The world of networking, as you probably already know, is becoming increasingly software-centric and virtualized, and data centers are no exception. In fact, it was within the data centers at the big over-the-top players like Amazon, Facebook, and Google that virtualization first took off. Now managed service providers are employing software-defined data centers to help their business customers optimize cloud-based and on-premises systems, according to a recent VMware blog on MSPmentor.

That article defines a software-defined data center as one that is fully virtualized, leverages network resources between data centers, has streamlined management, and enables IT staff to leverage automation so they can focus on strategic pursuits as opposed to mundane tasks.

The global SDDC market is expected to grow at a compound annual growth rate of 30.98 percent between 2014 and 2019, according to Research and Markets. The research firm says players in this arena include , 6Wind, Arista Networks, Avaya, Big Switch Networks, Brocade, Cisco Systems, Citrix, Dell, EMC, , Ericsson, Fujitsu, Hitachi Data Systems, HP, IBM, Jeda Networks, Microsoft, NEC, NetApp, Nexenta, Pertino, Pivot3, Plexxi, PLUMgrid, SwiftStack, and VMware.

"Infrastructure and operations leaders need to understand the business case, best use cases and risks of an SDDC," said Dave Russell, vice president and distinguished analyst at Gartner, in a 2015 statement. "Due to its current immaturity, the SDDC is most appropriate for visionary organizations with advanced expertise in I&O engineering and architecture."

Gartner predicts the by 2020 the programmatic capabilities of an SDDC will be considered a requirement for 75 percent of global 2000 enterprises that seek to implement a DevOps approach and a hybrid cloud model.

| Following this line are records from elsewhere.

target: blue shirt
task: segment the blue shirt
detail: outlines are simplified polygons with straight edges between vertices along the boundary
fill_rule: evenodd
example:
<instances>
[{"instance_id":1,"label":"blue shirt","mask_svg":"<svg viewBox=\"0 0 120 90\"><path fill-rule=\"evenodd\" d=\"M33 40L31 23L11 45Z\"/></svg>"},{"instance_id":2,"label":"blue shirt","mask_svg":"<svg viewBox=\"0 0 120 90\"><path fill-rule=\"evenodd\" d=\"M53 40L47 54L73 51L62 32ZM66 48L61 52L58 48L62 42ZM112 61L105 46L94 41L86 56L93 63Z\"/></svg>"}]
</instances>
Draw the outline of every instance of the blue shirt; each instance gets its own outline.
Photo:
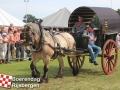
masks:
<instances>
[{"instance_id":1,"label":"blue shirt","mask_svg":"<svg viewBox=\"0 0 120 90\"><path fill-rule=\"evenodd\" d=\"M0 39L2 39L2 35L1 35L1 33L0 33Z\"/></svg>"},{"instance_id":2,"label":"blue shirt","mask_svg":"<svg viewBox=\"0 0 120 90\"><path fill-rule=\"evenodd\" d=\"M89 35L90 35L92 38L95 38L95 35L94 35L93 33L89 33ZM88 44L93 45L93 44L94 44L94 41L92 41L92 40L89 39Z\"/></svg>"}]
</instances>

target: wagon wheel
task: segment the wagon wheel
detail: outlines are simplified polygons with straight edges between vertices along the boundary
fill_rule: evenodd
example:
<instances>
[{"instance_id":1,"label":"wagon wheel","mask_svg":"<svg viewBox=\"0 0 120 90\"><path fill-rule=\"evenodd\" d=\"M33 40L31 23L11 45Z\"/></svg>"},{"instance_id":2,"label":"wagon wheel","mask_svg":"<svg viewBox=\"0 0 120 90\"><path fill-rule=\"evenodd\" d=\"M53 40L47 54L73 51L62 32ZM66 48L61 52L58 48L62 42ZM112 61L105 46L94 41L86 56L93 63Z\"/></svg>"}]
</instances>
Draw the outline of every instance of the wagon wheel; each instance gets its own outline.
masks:
<instances>
[{"instance_id":1,"label":"wagon wheel","mask_svg":"<svg viewBox=\"0 0 120 90\"><path fill-rule=\"evenodd\" d=\"M85 55L80 55L80 56L76 56L77 59L77 66L80 69L83 66L84 60L85 60ZM68 63L70 65L70 67L73 69L73 61L72 59L68 56Z\"/></svg>"},{"instance_id":2,"label":"wagon wheel","mask_svg":"<svg viewBox=\"0 0 120 90\"><path fill-rule=\"evenodd\" d=\"M118 50L114 40L107 40L102 51L101 64L105 74L111 74L116 68Z\"/></svg>"}]
</instances>

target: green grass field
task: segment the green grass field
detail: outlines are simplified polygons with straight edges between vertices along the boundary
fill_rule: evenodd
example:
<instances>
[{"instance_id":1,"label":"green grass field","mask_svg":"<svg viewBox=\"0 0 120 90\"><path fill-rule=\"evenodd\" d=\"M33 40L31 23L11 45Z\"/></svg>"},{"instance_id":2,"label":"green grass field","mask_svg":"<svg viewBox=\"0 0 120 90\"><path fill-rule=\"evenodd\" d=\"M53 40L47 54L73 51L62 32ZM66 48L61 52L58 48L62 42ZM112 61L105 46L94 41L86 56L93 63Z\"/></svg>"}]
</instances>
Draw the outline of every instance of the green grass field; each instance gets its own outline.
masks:
<instances>
[{"instance_id":1,"label":"green grass field","mask_svg":"<svg viewBox=\"0 0 120 90\"><path fill-rule=\"evenodd\" d=\"M11 88L9 90L120 90L120 63L113 74L105 75L102 66L101 58L97 57L98 66L89 63L88 57L84 62L78 76L72 76L72 69L68 65L66 57L64 58L64 77L55 79L58 72L58 61L50 62L49 67L49 83L40 84L39 88ZM0 74L11 75L18 78L30 78L31 61L21 61L12 64L0 64ZM37 69L43 75L43 62L42 60L37 63ZM24 83L24 82L22 82ZM29 82L27 82L29 83ZM37 82L33 82L38 84ZM7 90L0 87L0 90Z\"/></svg>"}]
</instances>

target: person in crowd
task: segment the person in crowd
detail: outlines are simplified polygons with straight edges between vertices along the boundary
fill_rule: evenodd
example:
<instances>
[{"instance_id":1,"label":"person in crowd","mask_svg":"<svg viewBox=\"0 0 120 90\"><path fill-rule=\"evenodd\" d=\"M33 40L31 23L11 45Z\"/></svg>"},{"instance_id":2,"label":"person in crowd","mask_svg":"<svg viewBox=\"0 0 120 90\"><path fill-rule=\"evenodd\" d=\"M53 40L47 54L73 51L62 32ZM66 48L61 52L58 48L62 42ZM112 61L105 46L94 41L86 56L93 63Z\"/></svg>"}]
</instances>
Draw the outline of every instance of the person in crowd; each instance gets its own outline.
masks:
<instances>
[{"instance_id":1,"label":"person in crowd","mask_svg":"<svg viewBox=\"0 0 120 90\"><path fill-rule=\"evenodd\" d=\"M0 28L0 34L2 35L3 33L4 33L4 26L1 26L1 28Z\"/></svg>"},{"instance_id":2,"label":"person in crowd","mask_svg":"<svg viewBox=\"0 0 120 90\"><path fill-rule=\"evenodd\" d=\"M56 28L55 32L59 32L59 29L58 29L58 28Z\"/></svg>"},{"instance_id":3,"label":"person in crowd","mask_svg":"<svg viewBox=\"0 0 120 90\"><path fill-rule=\"evenodd\" d=\"M90 63L94 63L94 65L98 65L98 63L96 62L96 57L101 51L101 48L95 45L95 41L97 40L97 37L95 37L94 35L94 27L90 24L87 30L83 32L82 36L89 37L88 51L91 56Z\"/></svg>"},{"instance_id":4,"label":"person in crowd","mask_svg":"<svg viewBox=\"0 0 120 90\"><path fill-rule=\"evenodd\" d=\"M8 28L8 33L13 32L13 30L14 30L14 25L11 23L9 28Z\"/></svg>"},{"instance_id":5,"label":"person in crowd","mask_svg":"<svg viewBox=\"0 0 120 90\"><path fill-rule=\"evenodd\" d=\"M52 29L52 28L49 29L49 33L50 33L51 36L54 35L54 32L53 32L53 29Z\"/></svg>"},{"instance_id":6,"label":"person in crowd","mask_svg":"<svg viewBox=\"0 0 120 90\"><path fill-rule=\"evenodd\" d=\"M19 40L17 31L13 31L9 34L9 43L10 43L10 51L11 51L11 56L14 58L15 55L15 43Z\"/></svg>"},{"instance_id":7,"label":"person in crowd","mask_svg":"<svg viewBox=\"0 0 120 90\"><path fill-rule=\"evenodd\" d=\"M18 40L16 41L16 58L17 61L19 61L18 58L20 58L20 61L22 61L24 59L24 46L23 46L23 40L20 39L20 34L21 34L21 30L18 29ZM19 52L21 53L20 57L19 57Z\"/></svg>"},{"instance_id":8,"label":"person in crowd","mask_svg":"<svg viewBox=\"0 0 120 90\"><path fill-rule=\"evenodd\" d=\"M4 59L6 56L7 52L7 43L8 43L8 38L7 38L7 33L2 34L1 42L0 42L0 53L1 53L1 60L0 63L4 63Z\"/></svg>"},{"instance_id":9,"label":"person in crowd","mask_svg":"<svg viewBox=\"0 0 120 90\"><path fill-rule=\"evenodd\" d=\"M120 33L118 33L116 36L116 45L117 45L117 48L120 49Z\"/></svg>"},{"instance_id":10,"label":"person in crowd","mask_svg":"<svg viewBox=\"0 0 120 90\"><path fill-rule=\"evenodd\" d=\"M72 33L75 33L77 36L82 36L85 29L86 25L83 22L83 18L78 16L78 22L72 27Z\"/></svg>"}]
</instances>

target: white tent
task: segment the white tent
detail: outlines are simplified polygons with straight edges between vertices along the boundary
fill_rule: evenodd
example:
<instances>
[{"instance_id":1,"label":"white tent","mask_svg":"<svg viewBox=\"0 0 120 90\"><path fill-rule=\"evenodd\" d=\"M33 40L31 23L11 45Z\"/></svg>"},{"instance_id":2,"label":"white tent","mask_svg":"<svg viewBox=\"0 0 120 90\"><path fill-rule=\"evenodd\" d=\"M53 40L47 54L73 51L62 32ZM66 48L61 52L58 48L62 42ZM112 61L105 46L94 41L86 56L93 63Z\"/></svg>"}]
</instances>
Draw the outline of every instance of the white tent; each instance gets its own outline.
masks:
<instances>
[{"instance_id":1,"label":"white tent","mask_svg":"<svg viewBox=\"0 0 120 90\"><path fill-rule=\"evenodd\" d=\"M14 26L23 26L25 24L0 8L0 25L9 26L10 23L13 23Z\"/></svg>"},{"instance_id":2,"label":"white tent","mask_svg":"<svg viewBox=\"0 0 120 90\"><path fill-rule=\"evenodd\" d=\"M67 28L70 14L71 13L67 8L60 9L59 11L43 18L42 25L44 27Z\"/></svg>"}]
</instances>

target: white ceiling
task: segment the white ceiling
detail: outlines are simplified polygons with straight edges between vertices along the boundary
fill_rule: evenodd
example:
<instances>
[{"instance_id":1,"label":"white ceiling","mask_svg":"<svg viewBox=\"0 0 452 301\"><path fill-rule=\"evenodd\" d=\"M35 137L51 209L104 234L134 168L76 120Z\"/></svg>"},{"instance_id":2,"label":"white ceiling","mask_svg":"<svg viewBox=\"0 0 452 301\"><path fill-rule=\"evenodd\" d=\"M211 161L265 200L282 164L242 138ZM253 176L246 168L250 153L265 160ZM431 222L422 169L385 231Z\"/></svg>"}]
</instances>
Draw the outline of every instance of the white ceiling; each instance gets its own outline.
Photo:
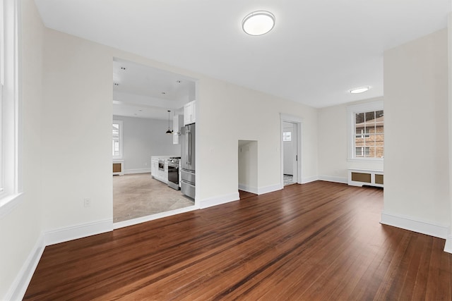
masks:
<instances>
[{"instance_id":1,"label":"white ceiling","mask_svg":"<svg viewBox=\"0 0 452 301\"><path fill-rule=\"evenodd\" d=\"M113 115L167 119L195 99L192 78L113 59Z\"/></svg>"},{"instance_id":2,"label":"white ceiling","mask_svg":"<svg viewBox=\"0 0 452 301\"><path fill-rule=\"evenodd\" d=\"M383 51L446 27L451 11L451 0L35 2L48 27L314 107L382 96ZM241 22L257 10L276 24L253 37Z\"/></svg>"}]
</instances>

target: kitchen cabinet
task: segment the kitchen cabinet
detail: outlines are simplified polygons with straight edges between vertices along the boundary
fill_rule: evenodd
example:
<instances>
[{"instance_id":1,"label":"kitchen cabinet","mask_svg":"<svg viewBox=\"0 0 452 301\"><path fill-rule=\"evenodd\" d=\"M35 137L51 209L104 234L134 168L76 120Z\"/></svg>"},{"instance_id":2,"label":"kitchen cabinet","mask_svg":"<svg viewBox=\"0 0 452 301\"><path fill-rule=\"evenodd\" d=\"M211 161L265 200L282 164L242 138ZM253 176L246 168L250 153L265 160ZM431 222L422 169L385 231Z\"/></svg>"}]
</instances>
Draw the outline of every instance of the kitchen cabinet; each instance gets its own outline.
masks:
<instances>
[{"instance_id":1,"label":"kitchen cabinet","mask_svg":"<svg viewBox=\"0 0 452 301\"><path fill-rule=\"evenodd\" d=\"M181 135L181 128L184 125L184 115L176 115L172 118L172 144L179 145Z\"/></svg>"},{"instance_id":2,"label":"kitchen cabinet","mask_svg":"<svg viewBox=\"0 0 452 301\"><path fill-rule=\"evenodd\" d=\"M194 100L184 105L184 125L196 121L196 101Z\"/></svg>"},{"instance_id":3,"label":"kitchen cabinet","mask_svg":"<svg viewBox=\"0 0 452 301\"><path fill-rule=\"evenodd\" d=\"M150 176L153 178L155 178L157 176L158 173L158 157L157 156L151 156L150 157Z\"/></svg>"}]
</instances>

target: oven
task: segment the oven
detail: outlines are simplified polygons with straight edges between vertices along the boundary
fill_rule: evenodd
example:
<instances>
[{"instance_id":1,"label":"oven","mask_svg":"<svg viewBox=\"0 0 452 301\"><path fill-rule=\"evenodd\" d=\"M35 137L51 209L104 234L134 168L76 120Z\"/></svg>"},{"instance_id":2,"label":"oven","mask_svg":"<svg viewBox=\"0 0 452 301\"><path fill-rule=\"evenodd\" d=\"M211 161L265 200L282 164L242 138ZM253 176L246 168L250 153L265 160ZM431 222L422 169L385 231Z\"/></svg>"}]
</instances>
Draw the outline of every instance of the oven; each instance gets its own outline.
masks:
<instances>
[{"instance_id":1,"label":"oven","mask_svg":"<svg viewBox=\"0 0 452 301\"><path fill-rule=\"evenodd\" d=\"M165 171L165 159L158 159L158 170Z\"/></svg>"},{"instance_id":2,"label":"oven","mask_svg":"<svg viewBox=\"0 0 452 301\"><path fill-rule=\"evenodd\" d=\"M178 158L170 158L167 160L168 164L168 186L179 190L179 164L180 160Z\"/></svg>"}]
</instances>

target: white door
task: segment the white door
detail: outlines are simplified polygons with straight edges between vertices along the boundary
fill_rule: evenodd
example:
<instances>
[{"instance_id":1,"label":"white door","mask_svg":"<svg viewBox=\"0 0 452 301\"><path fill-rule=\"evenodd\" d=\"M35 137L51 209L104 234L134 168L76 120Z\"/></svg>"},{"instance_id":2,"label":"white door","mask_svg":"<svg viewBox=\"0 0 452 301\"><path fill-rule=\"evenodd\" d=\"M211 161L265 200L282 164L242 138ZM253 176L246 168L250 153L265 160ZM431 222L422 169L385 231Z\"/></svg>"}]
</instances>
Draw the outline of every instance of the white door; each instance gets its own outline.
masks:
<instances>
[{"instance_id":1,"label":"white door","mask_svg":"<svg viewBox=\"0 0 452 301\"><path fill-rule=\"evenodd\" d=\"M297 124L290 122L283 123L282 148L283 148L283 174L292 176L292 183L298 182L298 130Z\"/></svg>"}]
</instances>

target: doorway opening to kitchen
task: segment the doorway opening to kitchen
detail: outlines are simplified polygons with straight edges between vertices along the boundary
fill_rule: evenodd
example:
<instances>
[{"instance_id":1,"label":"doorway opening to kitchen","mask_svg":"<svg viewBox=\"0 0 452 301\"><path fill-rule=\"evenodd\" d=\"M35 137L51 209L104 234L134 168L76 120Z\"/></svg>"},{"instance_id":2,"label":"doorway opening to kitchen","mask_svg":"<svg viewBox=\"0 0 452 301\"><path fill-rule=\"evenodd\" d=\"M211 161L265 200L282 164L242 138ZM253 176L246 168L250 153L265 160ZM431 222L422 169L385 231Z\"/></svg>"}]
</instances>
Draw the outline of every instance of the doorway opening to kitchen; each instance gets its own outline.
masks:
<instances>
[{"instance_id":1,"label":"doorway opening to kitchen","mask_svg":"<svg viewBox=\"0 0 452 301\"><path fill-rule=\"evenodd\" d=\"M302 120L281 114L281 183L302 183Z\"/></svg>"},{"instance_id":2,"label":"doorway opening to kitchen","mask_svg":"<svg viewBox=\"0 0 452 301\"><path fill-rule=\"evenodd\" d=\"M179 164L181 128L195 121L196 85L180 74L114 58L115 228L195 209L194 196L181 190ZM190 121L184 119L189 104Z\"/></svg>"},{"instance_id":3,"label":"doorway opening to kitchen","mask_svg":"<svg viewBox=\"0 0 452 301\"><path fill-rule=\"evenodd\" d=\"M239 140L238 178L240 199L258 194L257 141Z\"/></svg>"}]
</instances>

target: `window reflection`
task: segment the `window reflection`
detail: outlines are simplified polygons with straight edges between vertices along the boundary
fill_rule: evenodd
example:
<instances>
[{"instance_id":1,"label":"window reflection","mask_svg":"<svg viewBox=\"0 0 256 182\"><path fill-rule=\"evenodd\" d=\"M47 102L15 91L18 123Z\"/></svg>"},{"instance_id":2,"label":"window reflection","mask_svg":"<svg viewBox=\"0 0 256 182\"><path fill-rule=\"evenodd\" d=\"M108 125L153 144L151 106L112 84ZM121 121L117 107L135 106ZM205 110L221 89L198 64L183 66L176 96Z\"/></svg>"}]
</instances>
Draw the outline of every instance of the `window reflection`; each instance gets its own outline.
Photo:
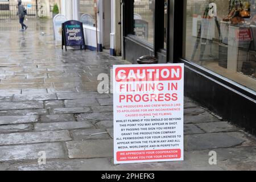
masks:
<instances>
[{"instance_id":1,"label":"window reflection","mask_svg":"<svg viewBox=\"0 0 256 182\"><path fill-rule=\"evenodd\" d=\"M184 56L256 90L254 0L188 0Z\"/></svg>"},{"instance_id":2,"label":"window reflection","mask_svg":"<svg viewBox=\"0 0 256 182\"><path fill-rule=\"evenodd\" d=\"M135 35L153 44L155 0L135 0L134 5Z\"/></svg>"},{"instance_id":3,"label":"window reflection","mask_svg":"<svg viewBox=\"0 0 256 182\"><path fill-rule=\"evenodd\" d=\"M80 0L79 14L81 21L87 26L95 26L96 19L93 0Z\"/></svg>"}]
</instances>

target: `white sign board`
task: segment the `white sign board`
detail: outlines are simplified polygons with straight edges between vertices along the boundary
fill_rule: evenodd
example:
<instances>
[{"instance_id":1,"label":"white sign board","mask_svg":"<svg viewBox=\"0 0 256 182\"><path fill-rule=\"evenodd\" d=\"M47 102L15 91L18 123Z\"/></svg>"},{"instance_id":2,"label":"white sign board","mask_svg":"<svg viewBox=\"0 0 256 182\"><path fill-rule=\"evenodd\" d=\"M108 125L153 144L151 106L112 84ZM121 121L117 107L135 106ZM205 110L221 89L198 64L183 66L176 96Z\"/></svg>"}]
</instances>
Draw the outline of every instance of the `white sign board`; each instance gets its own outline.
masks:
<instances>
[{"instance_id":1,"label":"white sign board","mask_svg":"<svg viewBox=\"0 0 256 182\"><path fill-rule=\"evenodd\" d=\"M184 65L114 66L114 163L183 160Z\"/></svg>"},{"instance_id":2,"label":"white sign board","mask_svg":"<svg viewBox=\"0 0 256 182\"><path fill-rule=\"evenodd\" d=\"M64 15L57 14L53 18L54 38L55 44L61 42L62 39L62 23L67 22L68 19Z\"/></svg>"}]
</instances>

"I&O leaders can't just buy a ready-made SDDC from a vendor,” said Russell. “First, they need to understand why they need it for the business. Second, they need to deploy, orchestrate and integrate numerous parts, probably from different vendors."

In the March issue of INTERNET TELEPHONY, Frank Yue, Radware’s director of application delivery solutions, wrote: “The SDDC architecture and DevOps models make the IT environment more dynamic and requires the operational staff to have a deeper understanding of the virtualized functions and how applications constantly move through the environment through agile and elastic cloud-based capabilities.”